12:33 November 05, 2009
I’m happy to duly oblige with the following contribution to the rumour mill:
Imagine that you knew before hand that Warren Buffett was about to buy stocks in Burlington North Santa Fe, what would you do? Undoubtedly you would have rushed to buy BNSF before the old man did, knowing that his move would certainly prop up the stock price.
That’s the same spirit in RBI’s buying gold from IMF: it knows (or suspects) that the Chinese are interested in the IMF gold or even already are in negotiation with IMF about a possible purchase. If the Chinese pull this off, gold price would certainly shoot up (I’ll save the usual, lengthy ranting about Chinese confidence in the US dollar for another day). Hence, RBI did the logical thing – jumping into the trade first, before the Chinese did.

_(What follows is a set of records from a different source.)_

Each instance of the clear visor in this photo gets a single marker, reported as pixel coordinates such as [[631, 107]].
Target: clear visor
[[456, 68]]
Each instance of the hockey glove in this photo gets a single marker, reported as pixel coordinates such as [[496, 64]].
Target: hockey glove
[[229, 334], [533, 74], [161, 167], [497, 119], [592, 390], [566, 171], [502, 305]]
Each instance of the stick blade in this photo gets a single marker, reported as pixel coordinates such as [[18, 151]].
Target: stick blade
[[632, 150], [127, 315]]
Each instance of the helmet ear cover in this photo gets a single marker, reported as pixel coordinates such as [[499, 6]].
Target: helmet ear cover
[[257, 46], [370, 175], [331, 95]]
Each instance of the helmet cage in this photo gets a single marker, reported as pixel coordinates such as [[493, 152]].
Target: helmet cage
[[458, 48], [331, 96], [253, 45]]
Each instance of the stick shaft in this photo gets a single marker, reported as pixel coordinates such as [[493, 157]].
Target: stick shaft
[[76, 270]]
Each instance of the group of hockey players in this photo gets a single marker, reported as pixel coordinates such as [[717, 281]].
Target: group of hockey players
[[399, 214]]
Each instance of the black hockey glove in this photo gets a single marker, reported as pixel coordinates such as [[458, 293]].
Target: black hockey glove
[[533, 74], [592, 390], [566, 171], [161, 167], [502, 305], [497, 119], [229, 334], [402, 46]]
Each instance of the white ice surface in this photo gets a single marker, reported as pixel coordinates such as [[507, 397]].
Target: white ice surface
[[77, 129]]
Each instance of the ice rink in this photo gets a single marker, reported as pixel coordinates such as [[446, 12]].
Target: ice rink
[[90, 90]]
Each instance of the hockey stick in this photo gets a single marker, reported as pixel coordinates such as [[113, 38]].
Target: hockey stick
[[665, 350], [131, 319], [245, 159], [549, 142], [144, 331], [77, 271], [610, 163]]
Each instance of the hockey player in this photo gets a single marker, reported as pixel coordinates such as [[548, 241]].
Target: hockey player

Only that India is not your normal retail investor. China might be the Warren Buffett in this case, but India is equivalent to George Soros. Gold price shot up on the news of the RBI purchase. Now the PBOC is left with an elevated gold price and a choice to make: should it follow suit or stay put? The risk is that, if PBOC wavers, some others (most likely some Gulf states) may see opportunity and steal the show, leaving the Chinese at the end of the price queue.
Clearly RBI had outmanoeuvred PBOC this time around. With hinder sight, the first mover advantage was on the table for both to grasp – the profit could have been PBOC’s, had it not attempted to negotiate a discount with IMF (that’s pure speculation on my part, but I do know the Chinese habit of bargaining over anything and everything). My take is that PBOC will soon announce its purchase of the remaining 203 tonnes from IMF. The move will push gold price to US$1,200/oz.
Hopefully this won’t trigger a bidding war on the open market.